CAPITU - Não quero nem saber! Já pensou você ...um padre? Rezando missa? Não dá para
acreditar. E eu? Onde é que eu fico nessa história?
BENTINHO - José Dias disse a mamãe que estamos namorando, e que isso pode atrapalhar
minha carreira de padre.
CAPITU – (ri e zombando, imitando um padre) Não entre para o convento, meu filho. Case e
gere mais um pecador. E para purgar seus pecados reze mil ave-marias!
CAPITU - Covarde! É o que você é. Um covarde grudado na mãezinha! Só agradar sua mãe é o
que interessa, não é? Pois se é assim, é melhor mesmo que a gente nunca mais se veja! Eu juro.
Nunca mais vou olhar sua cara. Seu falso! Eu lhe dou o melhor que eu tenho e você? Hein? Você
o que dá em troca? Hein? Você...
CAPITU - Não vou gastar minha juventude esperando você. Ah, isso não. Cansei de
ficar esperando, Bentinho.
BENTINHO - Mas preciso ir para o seminário pela minha mãe, a promessa que ela fez, você
sabe...
CAPITU - Ela nem se lembrava mais. Você é quem fica insistindo. Parece que é doido.
CAPITU - Aquele pobre agregado. Ele nunca foi com a minha cara.
BENTO - É como se fosse da família.
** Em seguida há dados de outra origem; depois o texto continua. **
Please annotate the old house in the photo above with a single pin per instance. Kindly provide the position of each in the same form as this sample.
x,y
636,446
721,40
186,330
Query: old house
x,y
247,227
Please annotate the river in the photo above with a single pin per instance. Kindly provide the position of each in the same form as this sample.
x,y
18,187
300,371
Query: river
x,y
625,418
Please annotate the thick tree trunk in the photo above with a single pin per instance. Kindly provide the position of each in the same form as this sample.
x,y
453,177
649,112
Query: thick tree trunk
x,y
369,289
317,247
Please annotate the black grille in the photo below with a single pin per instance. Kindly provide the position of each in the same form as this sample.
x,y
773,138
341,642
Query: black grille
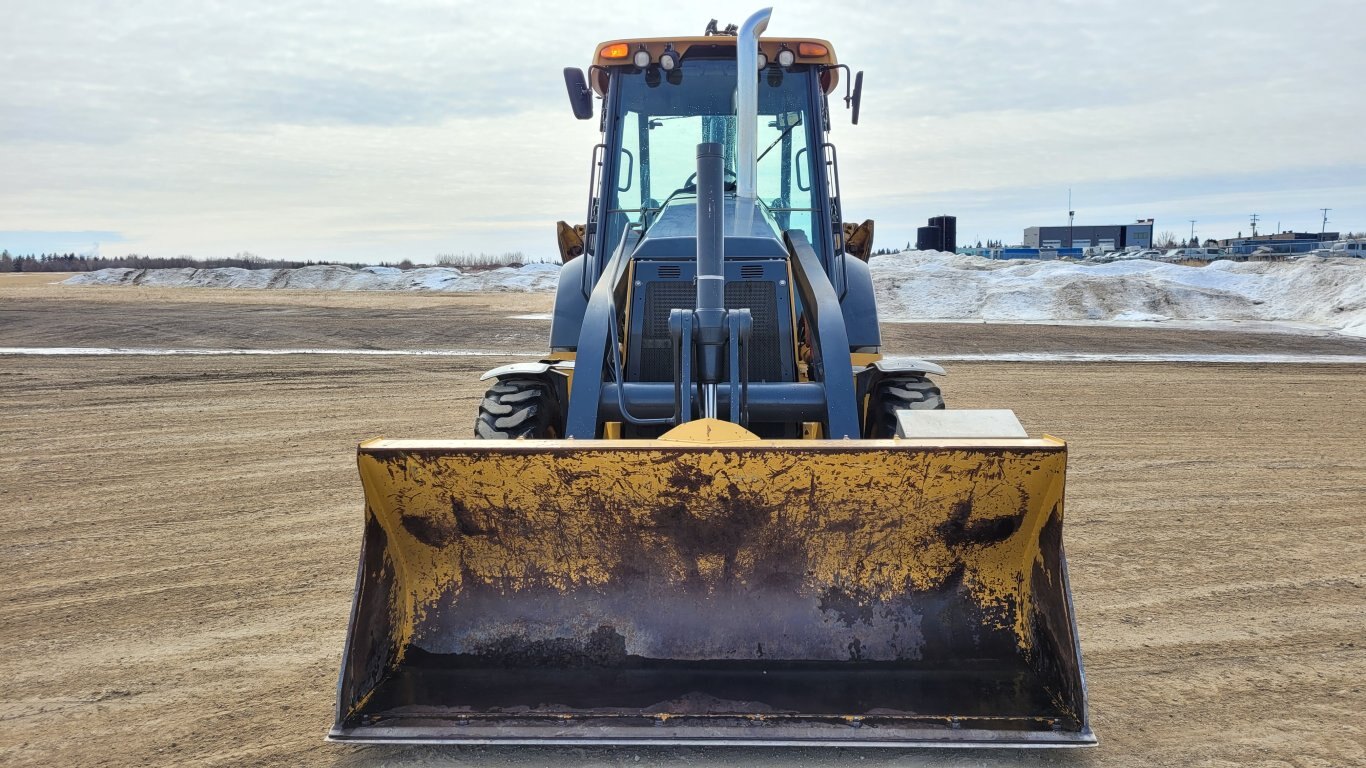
x,y
656,349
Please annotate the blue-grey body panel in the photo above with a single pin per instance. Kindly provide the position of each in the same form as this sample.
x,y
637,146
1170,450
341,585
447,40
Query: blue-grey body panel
x,y
859,306
570,305
749,231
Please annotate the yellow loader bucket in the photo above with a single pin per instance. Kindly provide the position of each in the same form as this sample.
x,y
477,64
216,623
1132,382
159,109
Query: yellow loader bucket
x,y
816,592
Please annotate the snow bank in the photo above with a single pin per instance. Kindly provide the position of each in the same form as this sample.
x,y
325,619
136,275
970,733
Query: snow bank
x,y
333,278
915,286
928,286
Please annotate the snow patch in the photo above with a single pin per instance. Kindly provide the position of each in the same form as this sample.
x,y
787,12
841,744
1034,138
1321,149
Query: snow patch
x,y
928,286
532,278
932,286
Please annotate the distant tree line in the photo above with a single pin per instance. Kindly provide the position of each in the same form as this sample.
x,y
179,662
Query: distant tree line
x,y
73,263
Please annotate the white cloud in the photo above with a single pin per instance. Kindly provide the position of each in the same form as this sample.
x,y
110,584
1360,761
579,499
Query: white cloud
x,y
369,131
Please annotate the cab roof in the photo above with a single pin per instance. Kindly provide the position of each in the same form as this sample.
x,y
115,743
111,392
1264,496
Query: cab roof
x,y
605,56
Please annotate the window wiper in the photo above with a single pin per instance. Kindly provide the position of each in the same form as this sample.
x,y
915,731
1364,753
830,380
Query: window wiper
x,y
783,135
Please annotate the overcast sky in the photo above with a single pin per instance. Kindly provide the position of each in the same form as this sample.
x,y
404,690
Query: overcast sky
x,y
379,131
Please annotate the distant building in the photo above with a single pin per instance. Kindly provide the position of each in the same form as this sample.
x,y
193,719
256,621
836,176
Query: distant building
x,y
1113,237
1283,242
1283,238
941,234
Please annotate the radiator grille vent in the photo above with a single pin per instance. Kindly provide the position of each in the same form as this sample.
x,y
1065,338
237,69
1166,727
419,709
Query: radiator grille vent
x,y
765,350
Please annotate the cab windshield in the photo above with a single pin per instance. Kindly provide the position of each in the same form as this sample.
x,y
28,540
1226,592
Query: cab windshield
x,y
661,118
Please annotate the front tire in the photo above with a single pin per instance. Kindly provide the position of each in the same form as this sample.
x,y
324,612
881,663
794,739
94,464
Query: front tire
x,y
518,407
899,392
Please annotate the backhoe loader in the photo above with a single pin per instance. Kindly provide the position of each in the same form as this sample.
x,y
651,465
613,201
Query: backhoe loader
x,y
713,513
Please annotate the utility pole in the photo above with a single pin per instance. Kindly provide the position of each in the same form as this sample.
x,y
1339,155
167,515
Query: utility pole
x,y
1070,215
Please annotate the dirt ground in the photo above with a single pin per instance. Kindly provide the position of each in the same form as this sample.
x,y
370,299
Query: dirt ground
x,y
180,533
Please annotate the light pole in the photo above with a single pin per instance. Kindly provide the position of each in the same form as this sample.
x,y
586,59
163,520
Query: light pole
x,y
1070,215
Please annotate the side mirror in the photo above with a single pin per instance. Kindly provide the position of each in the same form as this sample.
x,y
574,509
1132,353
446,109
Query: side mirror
x,y
581,99
858,94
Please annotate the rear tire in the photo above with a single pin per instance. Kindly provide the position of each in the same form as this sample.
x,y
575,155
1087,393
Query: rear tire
x,y
906,391
518,407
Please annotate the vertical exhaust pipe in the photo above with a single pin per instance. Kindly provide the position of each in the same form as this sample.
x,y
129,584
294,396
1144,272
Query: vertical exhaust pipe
x,y
747,104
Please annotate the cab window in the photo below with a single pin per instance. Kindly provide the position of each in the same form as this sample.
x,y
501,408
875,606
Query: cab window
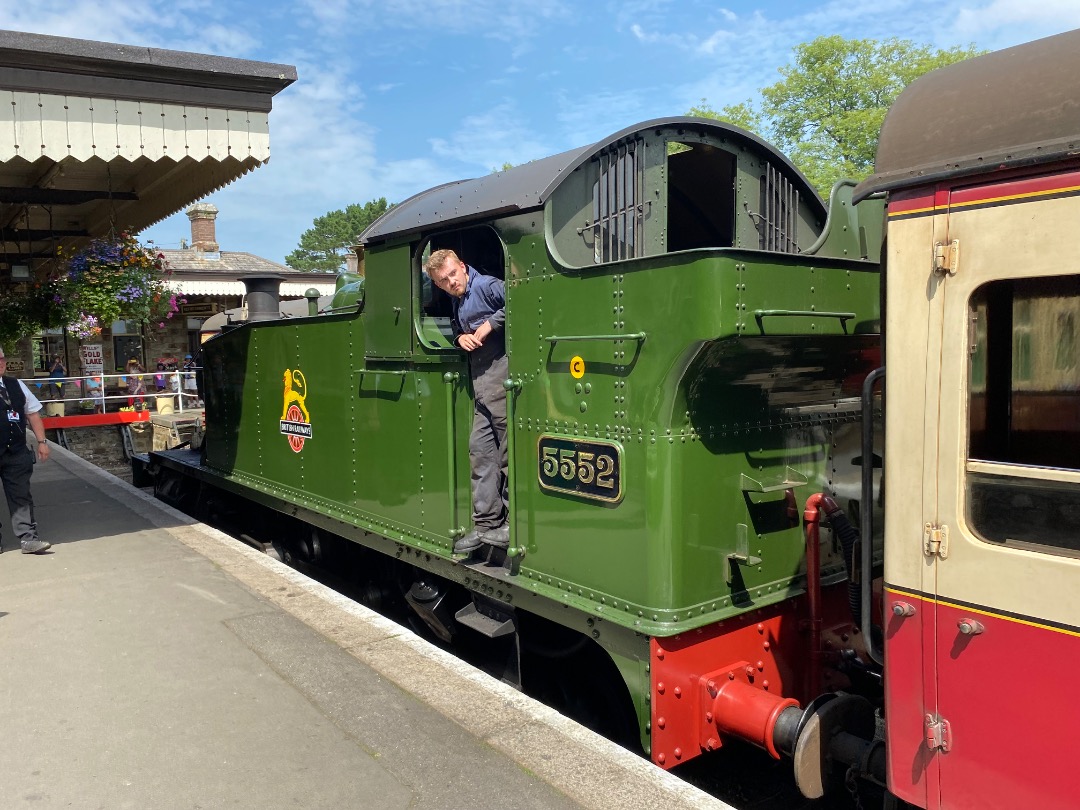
x,y
478,247
1024,413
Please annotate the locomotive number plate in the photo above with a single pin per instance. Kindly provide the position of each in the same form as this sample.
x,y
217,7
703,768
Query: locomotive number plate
x,y
584,469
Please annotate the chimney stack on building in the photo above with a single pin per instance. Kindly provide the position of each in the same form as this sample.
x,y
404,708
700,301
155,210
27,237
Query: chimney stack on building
x,y
203,230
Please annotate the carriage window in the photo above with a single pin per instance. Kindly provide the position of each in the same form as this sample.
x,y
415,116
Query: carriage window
x,y
480,248
1024,413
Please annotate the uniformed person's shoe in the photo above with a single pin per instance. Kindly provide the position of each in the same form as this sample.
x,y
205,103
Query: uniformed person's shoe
x,y
35,547
469,543
499,537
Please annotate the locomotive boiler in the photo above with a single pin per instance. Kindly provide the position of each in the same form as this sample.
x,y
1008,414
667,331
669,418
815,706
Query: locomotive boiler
x,y
688,329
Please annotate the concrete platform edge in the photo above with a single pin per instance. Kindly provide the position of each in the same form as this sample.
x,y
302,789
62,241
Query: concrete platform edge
x,y
590,769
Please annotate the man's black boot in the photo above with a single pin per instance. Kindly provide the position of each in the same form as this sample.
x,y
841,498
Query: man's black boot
x,y
469,543
499,537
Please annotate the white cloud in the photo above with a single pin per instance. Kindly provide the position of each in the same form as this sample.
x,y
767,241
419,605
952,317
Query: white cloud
x,y
185,25
503,19
489,139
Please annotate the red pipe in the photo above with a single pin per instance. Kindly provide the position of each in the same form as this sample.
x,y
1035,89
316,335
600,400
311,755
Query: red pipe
x,y
750,713
811,514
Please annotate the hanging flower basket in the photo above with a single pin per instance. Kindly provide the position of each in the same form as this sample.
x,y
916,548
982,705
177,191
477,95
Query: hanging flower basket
x,y
116,278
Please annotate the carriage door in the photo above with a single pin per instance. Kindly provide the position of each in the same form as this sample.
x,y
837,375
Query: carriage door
x,y
1006,538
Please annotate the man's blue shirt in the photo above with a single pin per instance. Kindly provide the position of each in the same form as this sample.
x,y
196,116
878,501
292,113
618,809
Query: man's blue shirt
x,y
484,300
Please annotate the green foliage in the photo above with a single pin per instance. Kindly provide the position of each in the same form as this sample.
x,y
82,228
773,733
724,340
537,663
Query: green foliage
x,y
826,111
116,278
29,308
323,246
111,279
742,116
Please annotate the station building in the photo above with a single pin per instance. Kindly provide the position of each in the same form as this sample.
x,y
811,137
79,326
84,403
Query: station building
x,y
97,137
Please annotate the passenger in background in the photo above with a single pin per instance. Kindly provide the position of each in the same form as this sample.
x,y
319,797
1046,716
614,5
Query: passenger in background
x,y
16,461
95,392
136,388
478,316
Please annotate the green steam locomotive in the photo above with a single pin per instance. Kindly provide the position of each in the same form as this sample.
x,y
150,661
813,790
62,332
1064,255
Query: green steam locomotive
x,y
688,329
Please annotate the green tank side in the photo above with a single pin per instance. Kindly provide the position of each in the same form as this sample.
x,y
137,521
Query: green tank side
x,y
716,374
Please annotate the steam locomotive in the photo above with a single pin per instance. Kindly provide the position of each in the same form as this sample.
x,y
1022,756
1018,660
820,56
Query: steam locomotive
x,y
701,549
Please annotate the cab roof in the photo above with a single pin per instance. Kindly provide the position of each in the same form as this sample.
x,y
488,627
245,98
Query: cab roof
x,y
1015,107
528,186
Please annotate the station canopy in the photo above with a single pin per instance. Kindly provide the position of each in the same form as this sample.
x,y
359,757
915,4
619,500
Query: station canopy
x,y
97,136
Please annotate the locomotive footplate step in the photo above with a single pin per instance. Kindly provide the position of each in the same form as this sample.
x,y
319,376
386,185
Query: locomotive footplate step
x,y
488,625
256,650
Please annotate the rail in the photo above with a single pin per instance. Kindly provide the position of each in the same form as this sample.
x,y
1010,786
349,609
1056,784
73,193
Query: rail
x,y
94,389
639,336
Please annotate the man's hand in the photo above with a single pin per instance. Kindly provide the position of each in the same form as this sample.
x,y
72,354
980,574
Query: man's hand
x,y
39,430
475,340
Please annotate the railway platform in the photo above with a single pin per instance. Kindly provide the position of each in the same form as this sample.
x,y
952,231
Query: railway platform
x,y
150,661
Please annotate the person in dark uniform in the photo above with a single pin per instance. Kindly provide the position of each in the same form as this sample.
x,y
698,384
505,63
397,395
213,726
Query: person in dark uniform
x,y
478,318
16,461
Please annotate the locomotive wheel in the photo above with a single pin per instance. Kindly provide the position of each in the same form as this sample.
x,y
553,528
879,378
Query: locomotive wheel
x,y
821,721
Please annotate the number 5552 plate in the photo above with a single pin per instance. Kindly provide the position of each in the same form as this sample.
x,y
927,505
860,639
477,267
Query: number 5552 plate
x,y
584,469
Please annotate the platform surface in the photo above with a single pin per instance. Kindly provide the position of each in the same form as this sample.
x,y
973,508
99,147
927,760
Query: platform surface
x,y
149,661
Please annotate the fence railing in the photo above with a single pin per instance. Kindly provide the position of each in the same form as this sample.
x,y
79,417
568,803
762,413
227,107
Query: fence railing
x,y
102,389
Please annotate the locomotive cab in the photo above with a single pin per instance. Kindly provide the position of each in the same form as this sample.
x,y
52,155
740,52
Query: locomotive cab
x,y
687,325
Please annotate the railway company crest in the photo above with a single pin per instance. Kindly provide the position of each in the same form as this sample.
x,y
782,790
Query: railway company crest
x,y
295,420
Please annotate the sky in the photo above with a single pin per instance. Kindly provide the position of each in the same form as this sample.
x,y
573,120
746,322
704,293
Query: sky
x,y
396,96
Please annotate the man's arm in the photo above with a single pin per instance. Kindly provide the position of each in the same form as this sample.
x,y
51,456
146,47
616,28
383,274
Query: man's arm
x,y
39,432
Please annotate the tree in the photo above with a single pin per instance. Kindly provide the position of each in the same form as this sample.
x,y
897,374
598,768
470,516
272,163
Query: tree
x,y
323,246
826,111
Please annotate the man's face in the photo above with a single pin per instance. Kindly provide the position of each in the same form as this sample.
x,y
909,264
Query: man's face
x,y
451,278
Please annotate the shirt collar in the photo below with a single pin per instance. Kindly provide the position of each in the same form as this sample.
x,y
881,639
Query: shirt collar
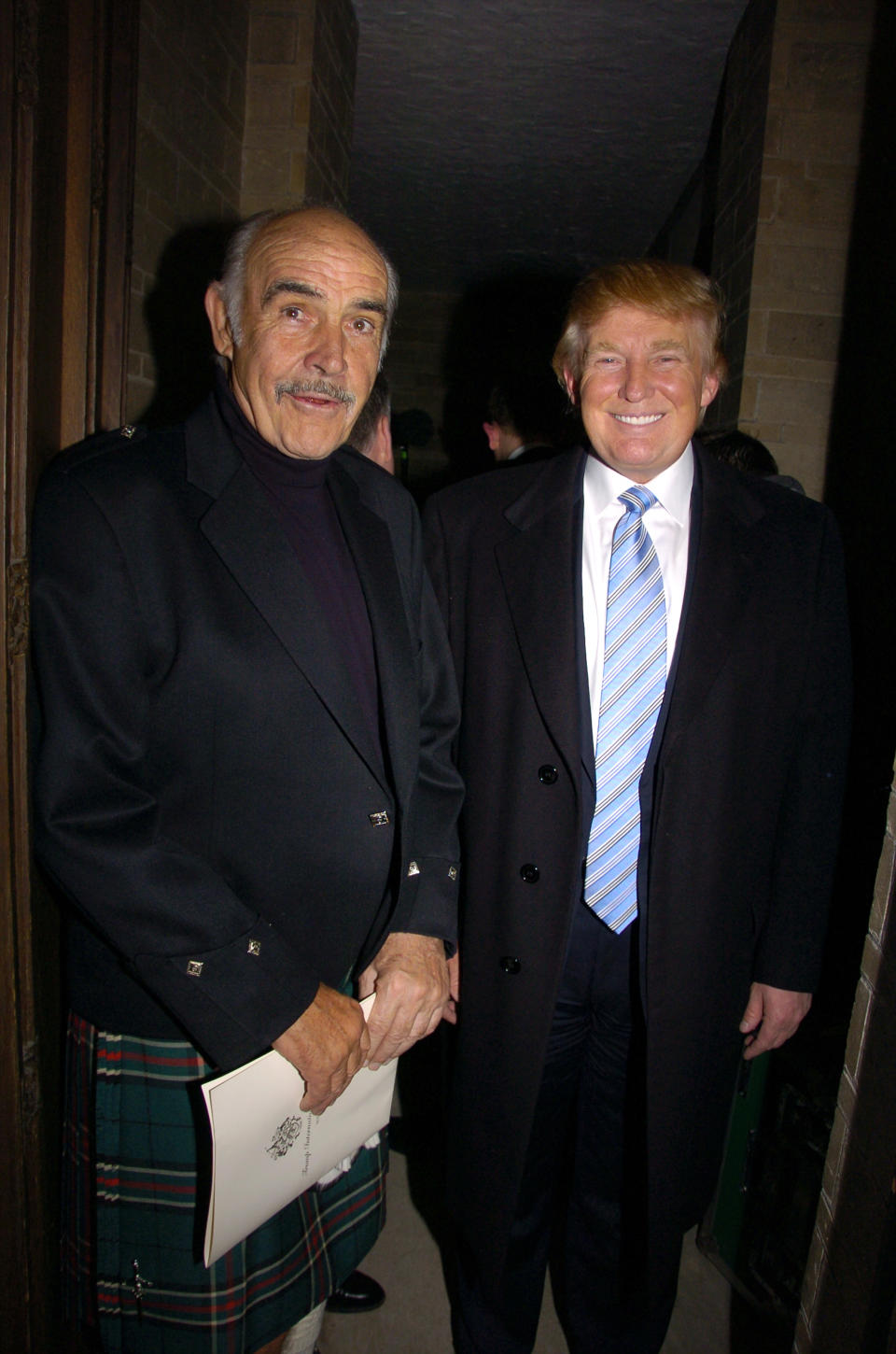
x,y
672,487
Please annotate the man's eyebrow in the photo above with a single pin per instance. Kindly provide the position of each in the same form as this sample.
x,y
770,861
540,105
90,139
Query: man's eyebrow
x,y
291,288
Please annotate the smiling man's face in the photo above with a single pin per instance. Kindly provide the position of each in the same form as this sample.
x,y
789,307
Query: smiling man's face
x,y
643,388
313,321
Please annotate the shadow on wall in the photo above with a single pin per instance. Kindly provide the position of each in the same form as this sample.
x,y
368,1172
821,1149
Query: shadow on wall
x,y
502,328
176,321
861,489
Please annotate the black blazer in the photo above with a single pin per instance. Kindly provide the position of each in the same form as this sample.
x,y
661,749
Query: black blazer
x,y
203,778
739,807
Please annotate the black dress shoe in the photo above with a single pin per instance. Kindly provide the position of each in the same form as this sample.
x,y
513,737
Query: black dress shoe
x,y
357,1293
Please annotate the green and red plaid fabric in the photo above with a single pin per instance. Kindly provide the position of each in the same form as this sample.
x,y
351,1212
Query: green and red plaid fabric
x,y
135,1171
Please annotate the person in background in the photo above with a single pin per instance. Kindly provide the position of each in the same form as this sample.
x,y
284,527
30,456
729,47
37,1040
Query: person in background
x,y
372,433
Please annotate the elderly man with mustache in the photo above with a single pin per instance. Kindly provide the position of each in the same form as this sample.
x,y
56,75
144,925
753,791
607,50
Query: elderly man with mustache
x,y
243,788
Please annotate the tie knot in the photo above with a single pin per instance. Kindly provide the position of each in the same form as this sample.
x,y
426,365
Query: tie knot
x,y
637,500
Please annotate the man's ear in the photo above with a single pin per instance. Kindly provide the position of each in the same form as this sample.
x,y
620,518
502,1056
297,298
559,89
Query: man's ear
x,y
217,312
493,433
709,388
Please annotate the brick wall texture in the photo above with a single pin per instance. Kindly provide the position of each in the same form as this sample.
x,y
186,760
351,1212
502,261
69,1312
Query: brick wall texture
x,y
738,186
300,102
243,105
812,130
189,120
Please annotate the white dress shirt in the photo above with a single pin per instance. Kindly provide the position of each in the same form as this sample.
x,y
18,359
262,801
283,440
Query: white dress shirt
x,y
667,526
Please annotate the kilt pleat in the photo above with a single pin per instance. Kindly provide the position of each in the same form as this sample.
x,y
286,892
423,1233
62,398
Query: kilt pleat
x,y
135,1170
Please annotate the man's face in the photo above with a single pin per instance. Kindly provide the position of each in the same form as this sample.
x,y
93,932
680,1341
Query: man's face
x,y
313,318
643,388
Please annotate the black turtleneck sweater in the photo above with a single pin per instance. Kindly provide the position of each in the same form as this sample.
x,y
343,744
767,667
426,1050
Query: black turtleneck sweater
x,y
298,490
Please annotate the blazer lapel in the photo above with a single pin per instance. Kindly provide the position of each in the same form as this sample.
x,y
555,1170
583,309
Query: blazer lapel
x,y
371,546
540,571
244,529
721,565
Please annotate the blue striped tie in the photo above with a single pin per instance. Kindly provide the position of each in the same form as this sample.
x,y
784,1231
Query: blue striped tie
x,y
631,695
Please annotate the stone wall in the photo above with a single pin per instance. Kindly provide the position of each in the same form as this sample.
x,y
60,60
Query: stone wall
x,y
847,1288
332,111
415,369
736,175
189,120
811,156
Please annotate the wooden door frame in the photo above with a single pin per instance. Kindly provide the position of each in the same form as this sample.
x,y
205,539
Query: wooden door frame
x,y
68,81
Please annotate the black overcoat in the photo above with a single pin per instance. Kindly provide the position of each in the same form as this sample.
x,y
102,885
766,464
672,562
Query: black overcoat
x,y
203,775
739,807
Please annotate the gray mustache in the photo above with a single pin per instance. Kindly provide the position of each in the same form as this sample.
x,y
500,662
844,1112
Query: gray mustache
x,y
315,388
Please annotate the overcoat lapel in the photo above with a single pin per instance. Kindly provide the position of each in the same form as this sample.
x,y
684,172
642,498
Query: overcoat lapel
x,y
371,544
539,569
246,534
723,559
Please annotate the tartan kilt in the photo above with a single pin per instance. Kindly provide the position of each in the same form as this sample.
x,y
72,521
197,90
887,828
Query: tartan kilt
x,y
135,1170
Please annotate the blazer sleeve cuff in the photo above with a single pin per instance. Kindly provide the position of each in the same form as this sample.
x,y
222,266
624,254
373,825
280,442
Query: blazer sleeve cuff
x,y
234,999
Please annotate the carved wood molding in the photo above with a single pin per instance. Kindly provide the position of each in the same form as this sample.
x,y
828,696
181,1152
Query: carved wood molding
x,y
17,610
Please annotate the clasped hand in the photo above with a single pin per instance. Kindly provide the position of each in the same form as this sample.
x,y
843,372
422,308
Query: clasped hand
x,y
330,1040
Além do mais, tem a Prima Justina que vive lembrando a
promessa que mamãe fez e o Tio Cosme, esse nem tanto, mas a Prima Justina, meu Deus, que
mulher insuportável!
BENTO - Não é bem assim. Minha mãe tinha perdido um filho e não tinha esperanças de ter
outro. Estava doente...
CAPITU - Aí ela fez uma promessa para você cumprir, sei.
CAPITU - E o agregado José Dias, que é que ele acha disto tudo?
BENTO - Vou pedir a ele para tentar convencer mamãe de que eu não tenho vocação religiosa.
BENTO – Vou dizer a ele que quero estudar direito na Europa, ele adoraria me acompanhar, você
sabe como ele é. Mamãe pagaria tudo.
BENTO – Sancha? (ri) Capitu: Eu não tenho o menor interesse pela sua colega de escola. Não
me diga que você tem ciúmes de mim com aquela menina?!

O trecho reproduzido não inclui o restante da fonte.